Девчушка в очках нырнула в дверь, закрыв глаза, словно прыгала с трамплина в холодную воду. Я заметил, что перед этим она спрятала свои очки в карман телогрейки. Учла мою реплику.

— Как думаешь, возьмут ее? — спросил Мишка.

— Ты что, смеешься? Ее ведь щелчком можно перешибить. К тому же слепая. Да и восемнадцати ей, по-моему, нет. Тоже небось подчищала свои документы.

— Тише ты! — Мишка испуганно дернул меня за рукав. — Болтаешь сам не знаешь что.

Я прикусил язык. Вот уж справедливо говорят: язык мой — враг мой.

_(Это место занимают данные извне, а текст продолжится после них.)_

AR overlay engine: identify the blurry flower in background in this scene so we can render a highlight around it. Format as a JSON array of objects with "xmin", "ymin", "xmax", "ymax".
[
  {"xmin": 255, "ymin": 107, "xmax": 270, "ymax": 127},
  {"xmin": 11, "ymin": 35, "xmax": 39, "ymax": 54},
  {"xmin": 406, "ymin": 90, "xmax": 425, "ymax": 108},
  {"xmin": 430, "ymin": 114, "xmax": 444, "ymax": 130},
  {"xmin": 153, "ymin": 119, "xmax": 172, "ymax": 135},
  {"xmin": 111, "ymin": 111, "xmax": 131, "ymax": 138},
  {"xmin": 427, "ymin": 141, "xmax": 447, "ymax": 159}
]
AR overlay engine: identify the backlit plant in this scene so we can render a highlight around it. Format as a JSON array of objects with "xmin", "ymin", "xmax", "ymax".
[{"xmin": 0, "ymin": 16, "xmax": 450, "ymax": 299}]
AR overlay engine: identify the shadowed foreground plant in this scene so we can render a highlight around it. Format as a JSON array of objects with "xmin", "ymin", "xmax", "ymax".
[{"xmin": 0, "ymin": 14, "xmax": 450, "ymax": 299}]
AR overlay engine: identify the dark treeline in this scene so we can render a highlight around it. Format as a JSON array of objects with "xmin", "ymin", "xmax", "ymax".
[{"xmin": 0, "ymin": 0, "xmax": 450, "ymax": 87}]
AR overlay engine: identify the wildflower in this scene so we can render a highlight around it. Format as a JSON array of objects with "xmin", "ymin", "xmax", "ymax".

Сколько раз я попадал из-за своего языка в неприят­ные положения. А придерживать его до сих пор так и не на­учился.

Девушка вышла из кабинета медленно.

— Что я говорил? — шепнул я Мишке, сделавшему стойку у двери.

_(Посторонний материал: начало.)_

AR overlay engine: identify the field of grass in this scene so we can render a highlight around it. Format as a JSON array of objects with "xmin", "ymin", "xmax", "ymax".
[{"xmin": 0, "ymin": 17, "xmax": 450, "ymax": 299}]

Девушка обвела нас своими туманными глазищами, глу­боко-глубоко вздохнула и сказала:

— Взяли...

— Врешь! — крикнул я.

— Нет, не вру. Я ведь радистка. Даю на ключе сто восемь­десят знаков в минуту. Так-то вот, мой маленький, но ехид­ный дружочек.

Она спутала рукой мои волосы, свистнула по-мальчишечьи и помчалась к выходу.

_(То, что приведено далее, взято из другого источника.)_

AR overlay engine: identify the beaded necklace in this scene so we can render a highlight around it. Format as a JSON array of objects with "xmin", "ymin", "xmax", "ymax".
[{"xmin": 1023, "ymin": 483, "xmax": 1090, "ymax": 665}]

— Ра-а-дист-ка! — уважительно прошептала очередь.

В кабинет вошел Мишка. Я тихонько приоткрыл дверь, что­бы хоть что-нибудь услышать. Но ее тут же прикрыли изнутри. Часовой у них там, что ли? Нельзя уж поболеть за друга. Я снова приоткрыл дверь, и ее снова прикрыли. Подумаешь, бдительные какие. Так вам шпион и придет в горком комсо­мола. Мы бы его тут мигом связали. В этих очередях — все свои. Комсомольцы-добровольцы. Сюда бы хорошего художни­ка. Картина бы получилась на большой.

В ожидании Мишки я слонялся по коридору, разглядывая плакаты. «Родина-мать зовет!», «Что ты сделал для фронта?», «Все силы — на разгром врага!»

Тот дяденька на плакате, который спрашивал, что я сделал для фронта, тыкал прямо в меня большущим пальцем и вы­ражал своим взглядом сомнение, что я на что-нибудь способен. Я подмигнул ему дружески. Не сомневайся, мол. Кое-что и я сделал. И еще сделаю.

И тут вышел Мишка. Он кусал губы, и лицо его было в красных пятнах. Все было понятно без слов. Я пошел за ним по коридору, на ходу придумывая слова утешения.

На улице Мишка сказал:

— Заметили, дьяволы, что подчистил. Сразу дали от ворот поворот.

— Через лупу смотрели?

— Какая там лупа! У них глаза почище рентгеновских лучей.

Он приостановился.

— А может, Леш, не заметили? Специальностью-то моей они поинтересовались. Токарь, говорю. «Ну и точи, говорят, снаряды. Будешь нужен — позовем».

— Конечно, не заметили! Подделочка у нас — будь здоров и не кашляй. Идеальная.

— Придется через военкомат действовать, — задумчиво ска­зал Мишка, — может, в военкомате не так строго. Только ты со мной не ходи. С тобой попасть впросак недолго.